What if you set a certain port range for catchall and an application
then tries to bind to one of these ports? Should the whole port range
be reserved for the catchall socket or should an application be
alllowed to "take" on of the ports. The latter seems more practical to
me. But then there would be no point in changing from the wildcard
ability to a port range functionality.

> Another vector of attack would be to put the relay functionality into PF, 
> which can do the packet matching. However this of course suffers from the 
> problem that if you just want a plain old UDP socket for mtund, you won't 
> get that unless you go to the inpcb layer anyway.
> 
> But who says mtund needs to use sockets for its traffic relay?

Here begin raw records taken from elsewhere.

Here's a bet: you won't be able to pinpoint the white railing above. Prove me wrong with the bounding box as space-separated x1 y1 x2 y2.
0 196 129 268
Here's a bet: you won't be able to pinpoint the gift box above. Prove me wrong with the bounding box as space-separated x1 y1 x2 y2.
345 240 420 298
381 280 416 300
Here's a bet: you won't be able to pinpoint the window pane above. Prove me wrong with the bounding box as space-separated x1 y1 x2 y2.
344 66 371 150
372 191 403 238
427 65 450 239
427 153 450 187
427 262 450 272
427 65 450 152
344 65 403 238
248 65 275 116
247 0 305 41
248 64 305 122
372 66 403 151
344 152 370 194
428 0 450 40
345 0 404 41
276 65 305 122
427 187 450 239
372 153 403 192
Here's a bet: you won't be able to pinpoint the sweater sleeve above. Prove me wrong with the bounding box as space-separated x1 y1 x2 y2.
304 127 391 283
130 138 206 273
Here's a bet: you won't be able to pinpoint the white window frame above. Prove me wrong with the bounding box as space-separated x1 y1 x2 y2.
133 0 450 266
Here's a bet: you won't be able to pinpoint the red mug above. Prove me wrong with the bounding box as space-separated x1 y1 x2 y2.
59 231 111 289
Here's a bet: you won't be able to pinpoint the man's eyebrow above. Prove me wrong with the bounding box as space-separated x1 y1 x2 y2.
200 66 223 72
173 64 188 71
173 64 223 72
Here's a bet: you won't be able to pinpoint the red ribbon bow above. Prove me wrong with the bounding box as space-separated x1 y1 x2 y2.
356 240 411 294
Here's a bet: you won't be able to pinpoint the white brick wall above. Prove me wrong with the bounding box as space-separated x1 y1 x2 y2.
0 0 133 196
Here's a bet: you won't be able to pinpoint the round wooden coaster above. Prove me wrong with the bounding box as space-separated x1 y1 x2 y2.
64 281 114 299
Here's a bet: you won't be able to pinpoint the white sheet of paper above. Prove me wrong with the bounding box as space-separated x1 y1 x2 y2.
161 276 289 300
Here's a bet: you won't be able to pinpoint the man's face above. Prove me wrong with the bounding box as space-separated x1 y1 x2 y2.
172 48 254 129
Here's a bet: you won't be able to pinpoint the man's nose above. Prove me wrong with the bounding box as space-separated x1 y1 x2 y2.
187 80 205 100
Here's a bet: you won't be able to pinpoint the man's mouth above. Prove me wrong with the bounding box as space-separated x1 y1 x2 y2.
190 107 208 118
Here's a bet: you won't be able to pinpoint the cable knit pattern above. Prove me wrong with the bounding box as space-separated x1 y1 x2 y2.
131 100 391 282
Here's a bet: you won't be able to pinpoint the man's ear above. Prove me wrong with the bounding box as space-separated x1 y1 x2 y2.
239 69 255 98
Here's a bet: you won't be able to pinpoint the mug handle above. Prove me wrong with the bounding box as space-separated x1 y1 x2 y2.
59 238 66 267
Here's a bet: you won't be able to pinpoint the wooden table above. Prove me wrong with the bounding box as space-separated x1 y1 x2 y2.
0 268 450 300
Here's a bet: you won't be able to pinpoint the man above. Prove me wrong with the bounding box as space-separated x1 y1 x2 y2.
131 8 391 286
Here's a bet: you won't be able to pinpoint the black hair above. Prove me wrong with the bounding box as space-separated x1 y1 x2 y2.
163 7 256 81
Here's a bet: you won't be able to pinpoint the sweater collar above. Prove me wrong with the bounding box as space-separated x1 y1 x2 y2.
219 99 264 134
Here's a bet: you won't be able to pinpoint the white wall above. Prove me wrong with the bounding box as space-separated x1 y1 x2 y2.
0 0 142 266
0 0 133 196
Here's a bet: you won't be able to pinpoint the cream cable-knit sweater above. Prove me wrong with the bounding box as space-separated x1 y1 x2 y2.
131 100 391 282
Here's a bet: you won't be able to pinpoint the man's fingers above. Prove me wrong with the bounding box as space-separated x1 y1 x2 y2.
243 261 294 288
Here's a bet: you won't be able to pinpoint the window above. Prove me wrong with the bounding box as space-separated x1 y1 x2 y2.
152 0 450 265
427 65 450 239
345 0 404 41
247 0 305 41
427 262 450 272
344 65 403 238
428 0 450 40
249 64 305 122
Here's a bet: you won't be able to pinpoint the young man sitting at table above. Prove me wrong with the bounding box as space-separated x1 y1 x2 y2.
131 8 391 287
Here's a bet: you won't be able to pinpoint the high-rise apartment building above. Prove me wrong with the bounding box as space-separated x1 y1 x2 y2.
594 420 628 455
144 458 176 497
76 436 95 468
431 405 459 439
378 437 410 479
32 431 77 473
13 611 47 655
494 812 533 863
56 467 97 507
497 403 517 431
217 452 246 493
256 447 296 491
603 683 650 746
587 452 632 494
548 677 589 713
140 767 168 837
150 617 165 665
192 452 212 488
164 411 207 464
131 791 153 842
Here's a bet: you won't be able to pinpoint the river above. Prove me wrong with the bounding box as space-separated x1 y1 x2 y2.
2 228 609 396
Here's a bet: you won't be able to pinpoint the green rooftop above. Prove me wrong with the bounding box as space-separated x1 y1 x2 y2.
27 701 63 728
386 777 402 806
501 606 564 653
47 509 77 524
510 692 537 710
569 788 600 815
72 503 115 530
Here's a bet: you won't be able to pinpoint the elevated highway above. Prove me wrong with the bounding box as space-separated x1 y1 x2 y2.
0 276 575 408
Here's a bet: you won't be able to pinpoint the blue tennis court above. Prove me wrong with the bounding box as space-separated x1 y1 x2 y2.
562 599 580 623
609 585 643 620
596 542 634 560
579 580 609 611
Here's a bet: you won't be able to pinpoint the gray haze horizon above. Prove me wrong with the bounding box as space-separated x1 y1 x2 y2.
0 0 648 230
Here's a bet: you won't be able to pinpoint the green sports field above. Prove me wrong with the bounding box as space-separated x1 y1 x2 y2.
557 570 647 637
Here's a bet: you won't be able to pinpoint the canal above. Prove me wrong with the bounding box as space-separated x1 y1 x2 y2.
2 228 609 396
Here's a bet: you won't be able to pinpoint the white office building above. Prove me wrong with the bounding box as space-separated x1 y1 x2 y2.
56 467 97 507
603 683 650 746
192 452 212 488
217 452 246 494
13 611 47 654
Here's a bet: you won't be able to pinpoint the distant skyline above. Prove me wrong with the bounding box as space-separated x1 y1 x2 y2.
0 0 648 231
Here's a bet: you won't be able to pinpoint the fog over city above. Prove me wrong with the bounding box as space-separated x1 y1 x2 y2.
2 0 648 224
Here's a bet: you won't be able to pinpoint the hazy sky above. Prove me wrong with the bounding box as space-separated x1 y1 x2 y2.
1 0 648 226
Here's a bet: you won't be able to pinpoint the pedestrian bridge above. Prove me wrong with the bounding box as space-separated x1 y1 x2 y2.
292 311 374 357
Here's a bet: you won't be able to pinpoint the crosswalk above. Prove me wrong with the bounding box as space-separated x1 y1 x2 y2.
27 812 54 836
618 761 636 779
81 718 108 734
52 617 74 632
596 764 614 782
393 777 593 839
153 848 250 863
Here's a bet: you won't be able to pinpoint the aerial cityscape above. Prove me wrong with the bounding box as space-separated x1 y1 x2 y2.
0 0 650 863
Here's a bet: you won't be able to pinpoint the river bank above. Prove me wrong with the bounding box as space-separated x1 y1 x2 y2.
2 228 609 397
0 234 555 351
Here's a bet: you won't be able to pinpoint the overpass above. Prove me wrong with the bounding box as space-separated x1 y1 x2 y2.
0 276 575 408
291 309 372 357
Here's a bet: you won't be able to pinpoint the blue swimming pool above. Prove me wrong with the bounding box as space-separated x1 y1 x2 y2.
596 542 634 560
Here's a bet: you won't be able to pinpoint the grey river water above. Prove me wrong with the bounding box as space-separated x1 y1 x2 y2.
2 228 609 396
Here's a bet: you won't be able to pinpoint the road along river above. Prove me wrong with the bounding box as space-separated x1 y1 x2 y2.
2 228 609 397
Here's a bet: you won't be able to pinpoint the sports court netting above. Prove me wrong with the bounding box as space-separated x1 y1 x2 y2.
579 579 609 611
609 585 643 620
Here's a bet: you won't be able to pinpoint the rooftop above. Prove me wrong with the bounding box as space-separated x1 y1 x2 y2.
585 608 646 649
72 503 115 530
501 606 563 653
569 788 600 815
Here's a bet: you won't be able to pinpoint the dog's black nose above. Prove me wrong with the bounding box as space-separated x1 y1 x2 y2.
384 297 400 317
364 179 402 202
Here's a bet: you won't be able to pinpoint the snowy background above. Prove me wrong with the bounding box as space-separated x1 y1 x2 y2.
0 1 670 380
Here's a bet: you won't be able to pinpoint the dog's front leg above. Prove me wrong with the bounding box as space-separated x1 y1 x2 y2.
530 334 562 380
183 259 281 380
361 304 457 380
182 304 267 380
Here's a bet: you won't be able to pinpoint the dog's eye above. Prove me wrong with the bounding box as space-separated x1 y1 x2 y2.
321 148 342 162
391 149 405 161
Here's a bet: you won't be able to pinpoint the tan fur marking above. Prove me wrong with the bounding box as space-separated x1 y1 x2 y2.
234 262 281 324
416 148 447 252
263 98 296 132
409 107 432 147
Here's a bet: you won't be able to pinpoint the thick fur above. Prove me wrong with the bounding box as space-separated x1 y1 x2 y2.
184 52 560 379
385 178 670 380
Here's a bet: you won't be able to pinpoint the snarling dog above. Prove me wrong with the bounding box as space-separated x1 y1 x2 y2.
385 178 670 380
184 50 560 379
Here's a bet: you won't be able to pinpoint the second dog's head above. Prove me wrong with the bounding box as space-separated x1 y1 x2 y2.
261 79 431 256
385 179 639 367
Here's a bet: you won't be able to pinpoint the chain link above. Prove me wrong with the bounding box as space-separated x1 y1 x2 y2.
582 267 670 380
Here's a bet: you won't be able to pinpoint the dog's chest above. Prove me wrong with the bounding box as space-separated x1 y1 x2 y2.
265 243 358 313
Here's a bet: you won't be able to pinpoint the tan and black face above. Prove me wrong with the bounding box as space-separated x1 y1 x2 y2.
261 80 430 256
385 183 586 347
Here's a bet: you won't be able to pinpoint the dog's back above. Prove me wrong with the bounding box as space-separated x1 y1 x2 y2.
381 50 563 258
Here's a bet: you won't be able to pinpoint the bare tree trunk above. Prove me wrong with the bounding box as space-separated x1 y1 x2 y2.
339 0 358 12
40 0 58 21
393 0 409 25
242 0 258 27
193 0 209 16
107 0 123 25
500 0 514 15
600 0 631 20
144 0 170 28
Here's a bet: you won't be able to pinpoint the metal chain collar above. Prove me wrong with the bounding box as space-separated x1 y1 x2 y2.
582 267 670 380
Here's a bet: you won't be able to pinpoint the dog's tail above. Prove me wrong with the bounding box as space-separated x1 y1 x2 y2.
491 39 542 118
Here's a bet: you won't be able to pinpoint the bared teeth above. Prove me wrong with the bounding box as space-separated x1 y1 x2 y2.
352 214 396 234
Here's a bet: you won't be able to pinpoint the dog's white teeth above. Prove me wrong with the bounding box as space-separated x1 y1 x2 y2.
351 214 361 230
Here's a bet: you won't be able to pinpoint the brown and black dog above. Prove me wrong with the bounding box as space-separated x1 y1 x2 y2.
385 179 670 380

There is 
> definite appeal in *not* doing it in the socket layer at all -- an 
> adaptation of pf's log socket may suffice...

For UDP catchall this would suffice. However, we should also prevent
the kernel from sending back a (icmp) notification that the port in
question was closed. How could this be done with pf's log socket or
bpf? Blackhole functionality would have to be enabled? This would then
seem to me more of a hack than doing this in the socket layer.